La recherche forcenée d’activité par ces jeunes diplômés, obligés de muscler leur CV pour avoir une chance de trouver un emploi plus définitif, a ouvert le marché particulier des stages quasi bénévoles dissimulés sous les appellations diverses, missions, concours, périodes d’essai etc. Une pratique normale « d’apprentissage » a donc dérivé rapidement vers l’abus sans vergogne de compétences et d’énergies de haut niveau, gratuites ou sous payées, en faisant miroiter aux yeux des jeunes professionnels la valeur ajoutée, dans un CV, du prestige lié à un stage effectué même « pour rien » dans une entreprise un peu connue.

De fait, on passe, je cite la journaliste, d’une notion de « tout travail mérite salaire » à la notion de  » toute expérience est bonne à prendre ».

9 personnes concernées sur 10 acceptent cette situation. Comment l’expliquer ?

Un marché de dupes : « Ces jeunes benêts bradent leur compétences, profitons en, ‘ils ne peuvent pas protester » ? NON, car les jeunes en question sont réalistes comme jamais aucune génération avant la leur. Il serait étonnant de les voir accepter à ce point sans raison valable, une pareille arnaque.

Un cynisme vengeur systématique, de la part de patrons peu délicats sur le dos des jeunes stagiaires: Le coût du travail est prohibitif, ne pas vous payer est donc une pratique de compétitivité«  ? NON, car tous les employeurs même « économes » ne sont pas cyniques, et de toute façon, le calcul au final est contre productif.
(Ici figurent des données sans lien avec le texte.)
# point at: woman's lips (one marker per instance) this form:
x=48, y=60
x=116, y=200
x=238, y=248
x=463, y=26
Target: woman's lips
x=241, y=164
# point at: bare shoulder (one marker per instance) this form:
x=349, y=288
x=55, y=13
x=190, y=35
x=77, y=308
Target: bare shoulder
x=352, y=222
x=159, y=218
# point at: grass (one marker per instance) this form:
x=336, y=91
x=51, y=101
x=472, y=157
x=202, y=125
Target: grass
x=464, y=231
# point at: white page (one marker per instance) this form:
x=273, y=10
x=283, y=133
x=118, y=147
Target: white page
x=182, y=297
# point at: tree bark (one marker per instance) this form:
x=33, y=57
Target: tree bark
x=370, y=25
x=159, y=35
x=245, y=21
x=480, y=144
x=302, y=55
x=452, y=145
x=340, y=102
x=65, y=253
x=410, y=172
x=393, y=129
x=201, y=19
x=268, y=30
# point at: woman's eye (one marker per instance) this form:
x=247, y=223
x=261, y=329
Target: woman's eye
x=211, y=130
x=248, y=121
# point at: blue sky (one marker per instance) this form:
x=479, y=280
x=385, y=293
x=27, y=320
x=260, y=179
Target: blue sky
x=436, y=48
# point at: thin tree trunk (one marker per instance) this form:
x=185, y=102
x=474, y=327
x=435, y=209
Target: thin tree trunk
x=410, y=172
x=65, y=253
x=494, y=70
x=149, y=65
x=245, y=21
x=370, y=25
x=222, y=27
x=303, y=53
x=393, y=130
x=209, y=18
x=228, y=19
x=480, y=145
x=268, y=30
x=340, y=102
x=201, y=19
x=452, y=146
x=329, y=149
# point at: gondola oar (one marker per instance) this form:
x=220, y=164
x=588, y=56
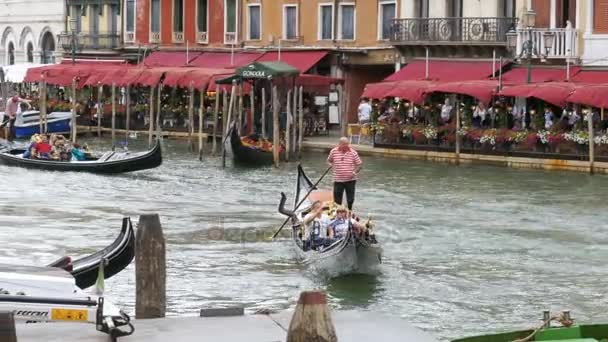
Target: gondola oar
x=302, y=201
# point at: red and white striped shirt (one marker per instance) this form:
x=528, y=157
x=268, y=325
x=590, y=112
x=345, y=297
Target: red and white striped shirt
x=344, y=164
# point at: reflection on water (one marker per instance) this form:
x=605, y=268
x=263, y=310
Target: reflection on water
x=467, y=249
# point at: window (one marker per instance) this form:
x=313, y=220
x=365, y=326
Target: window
x=387, y=13
x=255, y=22
x=130, y=15
x=155, y=14
x=290, y=22
x=326, y=22
x=201, y=15
x=30, y=53
x=230, y=19
x=178, y=15
x=11, y=53
x=346, y=17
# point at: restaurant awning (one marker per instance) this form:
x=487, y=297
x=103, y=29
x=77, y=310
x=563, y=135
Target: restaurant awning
x=301, y=60
x=556, y=93
x=591, y=76
x=520, y=75
x=591, y=95
x=218, y=60
x=170, y=58
x=444, y=70
x=482, y=90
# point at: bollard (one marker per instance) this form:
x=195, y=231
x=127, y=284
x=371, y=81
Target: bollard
x=150, y=268
x=7, y=327
x=311, y=320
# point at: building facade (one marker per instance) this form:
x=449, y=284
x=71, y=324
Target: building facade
x=92, y=28
x=30, y=30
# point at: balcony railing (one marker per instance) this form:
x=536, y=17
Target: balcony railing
x=90, y=40
x=565, y=42
x=452, y=31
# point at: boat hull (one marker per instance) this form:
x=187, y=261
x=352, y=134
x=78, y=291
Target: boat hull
x=118, y=162
x=53, y=126
x=247, y=156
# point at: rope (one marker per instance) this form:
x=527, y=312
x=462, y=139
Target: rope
x=559, y=318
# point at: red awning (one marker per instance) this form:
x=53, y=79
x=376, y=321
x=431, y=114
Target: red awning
x=414, y=91
x=593, y=95
x=520, y=75
x=219, y=60
x=591, y=76
x=301, y=60
x=441, y=70
x=555, y=93
x=483, y=90
x=170, y=58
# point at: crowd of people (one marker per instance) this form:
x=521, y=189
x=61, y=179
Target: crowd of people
x=54, y=147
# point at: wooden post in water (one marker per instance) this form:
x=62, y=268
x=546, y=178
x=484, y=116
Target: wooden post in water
x=275, y=126
x=127, y=111
x=8, y=333
x=288, y=126
x=311, y=320
x=300, y=120
x=231, y=105
x=294, y=121
x=215, y=120
x=591, y=141
x=151, y=117
x=150, y=268
x=201, y=117
x=457, y=104
x=190, y=116
x=99, y=107
x=239, y=116
x=263, y=112
x=113, y=115
x=73, y=121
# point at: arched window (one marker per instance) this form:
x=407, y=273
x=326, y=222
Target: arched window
x=11, y=53
x=48, y=48
x=30, y=52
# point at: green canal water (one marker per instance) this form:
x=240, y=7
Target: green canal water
x=467, y=249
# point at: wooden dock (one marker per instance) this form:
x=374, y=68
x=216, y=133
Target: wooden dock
x=350, y=326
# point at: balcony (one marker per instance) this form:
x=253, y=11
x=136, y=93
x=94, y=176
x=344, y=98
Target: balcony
x=565, y=42
x=451, y=31
x=90, y=40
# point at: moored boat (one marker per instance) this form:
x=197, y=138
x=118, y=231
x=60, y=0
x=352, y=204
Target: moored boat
x=46, y=294
x=116, y=256
x=352, y=254
x=109, y=162
x=250, y=150
x=566, y=331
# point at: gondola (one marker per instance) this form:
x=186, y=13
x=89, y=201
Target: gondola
x=45, y=294
x=109, y=163
x=248, y=155
x=353, y=254
x=117, y=255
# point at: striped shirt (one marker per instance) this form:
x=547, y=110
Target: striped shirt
x=344, y=164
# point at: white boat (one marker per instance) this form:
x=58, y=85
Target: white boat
x=353, y=254
x=48, y=294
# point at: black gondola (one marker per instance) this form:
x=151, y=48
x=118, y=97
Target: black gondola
x=117, y=255
x=245, y=155
x=109, y=162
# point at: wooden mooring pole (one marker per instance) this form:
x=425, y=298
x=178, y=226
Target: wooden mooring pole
x=311, y=320
x=150, y=268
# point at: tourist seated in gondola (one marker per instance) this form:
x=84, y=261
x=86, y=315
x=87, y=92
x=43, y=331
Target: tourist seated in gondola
x=316, y=223
x=338, y=228
x=32, y=146
x=42, y=149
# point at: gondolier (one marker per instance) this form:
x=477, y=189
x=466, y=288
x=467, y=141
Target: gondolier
x=12, y=107
x=346, y=164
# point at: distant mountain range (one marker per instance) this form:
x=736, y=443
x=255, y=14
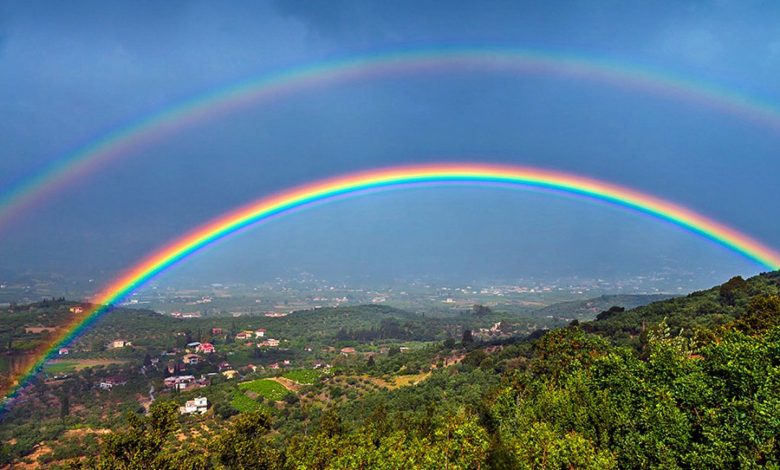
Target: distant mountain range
x=589, y=308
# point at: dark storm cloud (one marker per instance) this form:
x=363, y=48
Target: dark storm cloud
x=70, y=71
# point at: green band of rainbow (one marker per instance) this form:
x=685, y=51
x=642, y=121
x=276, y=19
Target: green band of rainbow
x=162, y=123
x=323, y=191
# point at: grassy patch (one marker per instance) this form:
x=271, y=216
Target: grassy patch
x=269, y=389
x=243, y=403
x=303, y=376
x=63, y=367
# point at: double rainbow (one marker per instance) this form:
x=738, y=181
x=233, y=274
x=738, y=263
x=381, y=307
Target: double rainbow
x=384, y=179
x=162, y=123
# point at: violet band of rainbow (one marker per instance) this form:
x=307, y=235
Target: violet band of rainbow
x=164, y=122
x=388, y=178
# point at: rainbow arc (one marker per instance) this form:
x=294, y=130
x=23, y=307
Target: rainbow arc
x=324, y=191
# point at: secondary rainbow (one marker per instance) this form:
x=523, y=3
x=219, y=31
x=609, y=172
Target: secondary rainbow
x=383, y=179
x=161, y=123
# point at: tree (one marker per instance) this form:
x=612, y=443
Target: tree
x=480, y=310
x=245, y=445
x=64, y=404
x=142, y=445
x=468, y=337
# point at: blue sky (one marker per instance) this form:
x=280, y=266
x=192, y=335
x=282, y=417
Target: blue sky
x=70, y=71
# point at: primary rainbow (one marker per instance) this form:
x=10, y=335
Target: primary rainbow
x=357, y=183
x=158, y=124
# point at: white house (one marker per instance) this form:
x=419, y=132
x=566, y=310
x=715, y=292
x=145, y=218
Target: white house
x=197, y=405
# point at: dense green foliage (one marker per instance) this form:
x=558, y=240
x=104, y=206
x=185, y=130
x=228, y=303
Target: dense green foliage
x=690, y=382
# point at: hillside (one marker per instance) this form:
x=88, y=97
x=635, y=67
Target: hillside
x=584, y=310
x=688, y=382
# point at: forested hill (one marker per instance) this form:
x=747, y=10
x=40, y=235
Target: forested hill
x=690, y=382
x=697, y=313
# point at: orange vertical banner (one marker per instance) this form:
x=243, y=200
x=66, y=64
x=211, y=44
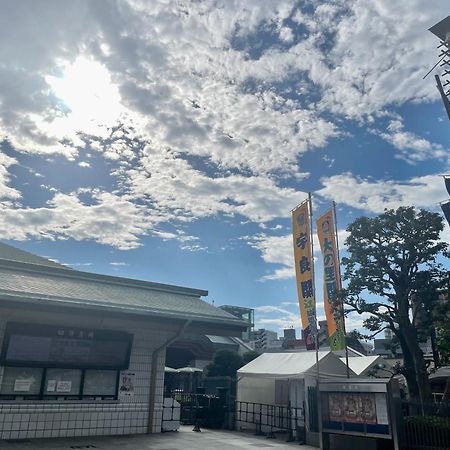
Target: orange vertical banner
x=331, y=281
x=301, y=232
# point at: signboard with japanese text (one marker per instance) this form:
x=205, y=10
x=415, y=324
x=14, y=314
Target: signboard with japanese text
x=301, y=231
x=331, y=281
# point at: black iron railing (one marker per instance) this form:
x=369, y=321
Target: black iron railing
x=269, y=419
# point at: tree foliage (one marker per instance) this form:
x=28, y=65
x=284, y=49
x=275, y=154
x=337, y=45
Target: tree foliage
x=391, y=272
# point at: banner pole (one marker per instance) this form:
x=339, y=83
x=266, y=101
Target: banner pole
x=319, y=405
x=340, y=283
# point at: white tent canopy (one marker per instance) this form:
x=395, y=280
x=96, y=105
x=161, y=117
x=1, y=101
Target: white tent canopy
x=294, y=365
x=360, y=364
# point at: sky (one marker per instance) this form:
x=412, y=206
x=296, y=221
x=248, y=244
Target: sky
x=169, y=140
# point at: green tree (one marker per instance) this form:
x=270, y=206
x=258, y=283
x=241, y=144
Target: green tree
x=392, y=259
x=225, y=363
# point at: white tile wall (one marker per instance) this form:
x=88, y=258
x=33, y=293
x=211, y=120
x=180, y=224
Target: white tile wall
x=33, y=419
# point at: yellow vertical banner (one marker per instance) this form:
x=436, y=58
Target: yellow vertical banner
x=301, y=232
x=331, y=281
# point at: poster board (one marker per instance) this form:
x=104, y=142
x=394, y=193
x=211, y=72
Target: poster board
x=356, y=407
x=32, y=345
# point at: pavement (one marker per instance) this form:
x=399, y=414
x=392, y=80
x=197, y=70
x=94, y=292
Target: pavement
x=184, y=439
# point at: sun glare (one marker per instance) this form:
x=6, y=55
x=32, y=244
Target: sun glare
x=93, y=101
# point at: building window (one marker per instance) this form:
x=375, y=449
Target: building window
x=100, y=382
x=21, y=381
x=62, y=382
x=49, y=362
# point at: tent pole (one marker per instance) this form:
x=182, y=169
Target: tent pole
x=316, y=334
x=340, y=284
Unique résultat d’une conjoncture économique déplorable: « Ne demandez pas de salaire, les charges nous barrent la possibilité de vous payer normalement » ? NON, car chaque fois qu’on a mis les moyens pour apporter l’innovation et l’engagement nécessaires à la sortie de la crise, cela a été payant.

Alors, de quoi s’agit il?  Réponse : des ambivalences liées au travail comme Désir.

Tous, les vertueux et les malhonnêtes, les déçus et les enthousiastes, les naïfs et les malins, les employeurs et les stagiaires profitent, acceptent, abusent ou se résignent à cette situation abusive de FREE JOB, même au prix d’un vrai sacrifice social, pour une raison qui leur échappe fondamentalement, la mise en jeu d’une dimension qu’ils ne connaissent pas.

Cette dimension est toujours la même: le travail c’est du Désir (au sens psychanalytique) donc forcément lié à de l’angoisse, pris dans une part sacrificielle, qui fait que le lien au travail est toujours plus fort que le lien à l’emploi. Mauvaise nouvelle: favoriser la confusion des deux dimensions ouvre la porte aux abus.

L’institutionnalisation de la précarité oblige à ne pas se faire d’illusion sur la solitude du sujet face au social. Ce désenchantement est peut être salvateur, mais pourquoi pas ne crée t-il pas plus franchement du cynisme ou du désespoir ? Parce que le travail c’est du Désir et que le Désir ne meurt jamais : c’est la bonne nouvelle.